Read the full piece.

This is the time you feel worst

When you’ve got a rejection. Or, according to The Atlantic, “depression strikes most around 7 or 8pm.”

It’s from a study that was not just solely American but also primarily about American teenagers. But it was done as an afterthought. There is a US service that’s like a texting equivalent of ChildLine or the Samaritans: teenagers can text in with their problems. You can immediately see how that would be good.

What perhaps Crisis Text Line of New York didn’t immediately see was that texts are logged and stored with a date and timestamp. With masses of texts all automatically, naturally having this information, it was like handing the charity a gigantic information resource.

So there are details about when people needing its help were feeling at their worst. And by when, it’s to the second. Do read the full piece because this technically curious secondary affect of the texting service contains some heartlifting details.

Forget Con Air, this is AirCon

I relish the details behind things we take for granted and this story is about how air conditioning is replete with details and history:

But when air conditioning was first invented in the 1800s, hardly anyone actually wanted it. It took more than 100 years for AC to really catch on.
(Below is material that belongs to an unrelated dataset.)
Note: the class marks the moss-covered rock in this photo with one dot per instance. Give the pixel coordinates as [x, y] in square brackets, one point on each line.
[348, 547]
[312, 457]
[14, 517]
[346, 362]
This innovation took a long road, which Salvatore Basile explores in his new book, Cool: How Air Conditioning Changed Everything.

“I think there were many people who thought, ‘God made bad weather so you should just put up with it.’ And I think the idea of dealing with heat was to ignore it,” Basile told me in a recent phone interview.

Eventually, air conditioning did win out and ended up changing a lot — from where people live in the United States to the architecture of our buildings to even the evolution of computers. The interview with Basile is below:

How air conditioning changed America forever – Susannah Locke, Vox.com (9 September 2014)

By the way, look at the address of the full feature. It’s “www.vox.com/2014/9/9/6124321/the-history-of-air-conditioning-is-more-interesting-than-it-sounds-i”. Apart from that errant i at the end, what I like is that this was almost certainly the original headline on the story. “The History of Air Conditioning is More Interesting Than It Sounds”. No surprise that it was changed to “How air conditioning changed America forever”.